Hex on the Ex (A Mind for Murder, #3)

“Maybe it’s time to tell Carla your suspicions,” Nick said.

“Not yet. If I accuse Gretchen on a hunch, I’d be doing to her what Jarret’s lawyer did to me. She saw me in the T-shirt, but so did thousands of other people at Dodger Stadium. I’m going to run up to Jarret’s to pick up Dad’s birthday gift. I’ll ask him about Gretchen again and give him the dirt I learned about Kyle. I’ll meet you at your house later.”



Traffic moved quickly along Ventura Boulevard from my house through Sherman Oaks. My phone rang at the light at Beverly Glen Boulevard and I fumbled through my pocketbook, catching the call just before it went to voice mail.

“Liz? It’s Marion Cooper. Yah, I hope it’s not too late to call you. I got your message last night. Bud and I spent all day at the county fair. We ate chicken-fried bacon and fried Twinkies. Can you imagine?” Her hearty chuckle trailed into a smoker’s cough.

I imagined a heart attack and lung disease, but laughed with her nonetheless. “It sounds like you had a good time. Thanks for calling me back.”

“Bud wanted to see the tractor pull and visit the animal barns. I held my nose all afternoon hiking past animal poop. He wanted to stay for the pageant but my feet were killing me.”

Fascinating. “I won’t keep you for too long. Do you remember Jarret’s high school friend Gretchen Kressler?”

“Gretchen? Yah. Sure. Jarret dated her the year before he left for college. We haven’t talked to her since you and Jarret became engaged,” she said. “Why?”

Check off Gretchen’s claim of continuing friendship with Marion and Bud as a lie. “Before I answer, is or was there a family in the area named Schelz? Three children, one of them around Jarret’s age?”

She paused. “Not that I can think of. When did they live here? Did you ask Jarret?”

“They would have come sometime in the late eighties or early nineties. Jarret didn’t recognize the name. What about Margaret Smith from Bull Valley?”

“Smith is Gretchen’s married name. Gretchen is a nickname for Margaret. She began calling herself Margaret after she married Randy Smith from Bull Valley.” Her voice slowed with suspicion. “Why?”

I tightened my hold on the steering wheel. The left turn lane at Sepulveda backed up a half block, giving me time to grasp at my fast-draining composure. “Jarret mentioned Gretchen to me last night. Will you tell me more about her? I’m surprised I didn’t hear about or meet her over the years.”

“You can thank me for protecting both of you. Gretchen was a troubled, moody girl. I honestly don’t understand what my son saw in her. I warned her to stay away from Jarret after your engagement.”

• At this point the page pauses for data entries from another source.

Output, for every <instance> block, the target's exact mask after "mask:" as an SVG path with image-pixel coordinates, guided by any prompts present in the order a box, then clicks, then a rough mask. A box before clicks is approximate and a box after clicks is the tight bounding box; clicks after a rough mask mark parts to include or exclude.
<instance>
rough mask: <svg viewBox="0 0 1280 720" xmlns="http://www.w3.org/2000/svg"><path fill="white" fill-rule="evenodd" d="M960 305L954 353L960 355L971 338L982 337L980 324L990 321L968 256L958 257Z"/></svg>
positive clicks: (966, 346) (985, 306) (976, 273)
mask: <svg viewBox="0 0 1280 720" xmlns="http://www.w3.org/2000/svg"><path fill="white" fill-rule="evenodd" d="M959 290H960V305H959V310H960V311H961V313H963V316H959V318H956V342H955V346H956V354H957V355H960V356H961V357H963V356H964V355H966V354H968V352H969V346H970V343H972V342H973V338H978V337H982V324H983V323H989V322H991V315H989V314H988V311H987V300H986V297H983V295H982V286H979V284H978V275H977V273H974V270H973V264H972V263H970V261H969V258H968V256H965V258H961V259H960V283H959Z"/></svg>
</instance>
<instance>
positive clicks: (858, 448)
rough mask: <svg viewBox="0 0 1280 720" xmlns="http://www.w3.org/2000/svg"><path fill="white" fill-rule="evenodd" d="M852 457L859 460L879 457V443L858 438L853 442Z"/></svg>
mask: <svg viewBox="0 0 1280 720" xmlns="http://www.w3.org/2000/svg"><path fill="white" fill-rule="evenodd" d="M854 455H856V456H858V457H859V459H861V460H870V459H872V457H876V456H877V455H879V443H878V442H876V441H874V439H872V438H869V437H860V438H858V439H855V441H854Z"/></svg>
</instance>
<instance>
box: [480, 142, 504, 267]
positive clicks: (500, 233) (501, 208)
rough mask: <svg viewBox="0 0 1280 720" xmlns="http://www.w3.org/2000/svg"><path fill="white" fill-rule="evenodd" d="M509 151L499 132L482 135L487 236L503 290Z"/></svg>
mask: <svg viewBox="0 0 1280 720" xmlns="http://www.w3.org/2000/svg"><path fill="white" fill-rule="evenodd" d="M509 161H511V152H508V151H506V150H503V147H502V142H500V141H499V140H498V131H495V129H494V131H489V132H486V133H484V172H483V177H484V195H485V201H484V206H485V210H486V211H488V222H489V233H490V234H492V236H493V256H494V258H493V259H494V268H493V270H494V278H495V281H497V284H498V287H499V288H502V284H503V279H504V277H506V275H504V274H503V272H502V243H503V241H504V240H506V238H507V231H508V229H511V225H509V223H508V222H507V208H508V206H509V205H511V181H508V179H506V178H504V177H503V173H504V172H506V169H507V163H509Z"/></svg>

I dismissed moody—what teenage girl isn’t moody, and said, “Troubled how?”

“Clingy and possessive,” Marion said. “Bud and I thought Gretchen was far too serious about Jarret. We tried our best to keep him busy, but she was always around. If she wasn’t with him, she called the house every hour looking for him.”

“How did they get together? I thought Jarret lived and breathed baseball in high school.”

“He did. But she was on the pep squad and, to be honest, I think she joined to be near him. Their teams practiced on the school field at the same times and, of course, the pep squad went to every game. We hoped for a breakup when he left for college and she stayed in town, but when he came home to visit us, she wouldn’t leave him alone. Once I woke up and found her in my kitchen, cooking Jarret breakfast. You don’t know how happy we were when he met you.”

Or how devastated Gretchen must have been. Possessiveness led to jealousy, and jealousy could prompt irrational action. Carry a torch for twenty years? Absolutely. If she confused sex for love—as a teenaged girl might—her unresolved feelings could carry into adulthood. In fact, time and distance added to over-romanticizing an old relationship, especially if her marriage soured.

“I never heard you talk about her,” I said.

“You and Jarret were so happy together. I thought it best to put Gretchen in the past.”

“Gretchen goes by her maiden name now. What happened to her marriage?” I said.

“Randy left her for another woman last November,” Marion said. “We never tell Jarret anything about her. That first weekend he brought you home from college to meet us, Gretchen sat in her car in front of our house. Bud finally went out and told her to leave. After she married Randy, we thought her obsession with Jarret would be over, but she sent Jarret letters and birthday cards at our address for years. I threw everything away, unopened. It wasn’t easy to avoid her—Bull Valley is only a few miles away.”

“What about her family?” I said.

“The father died before they moved here,” Marion said. Schelz is in prison for life. Close enough. “She had an older sister and a much younger brother.” Three children—same as the Schelz family.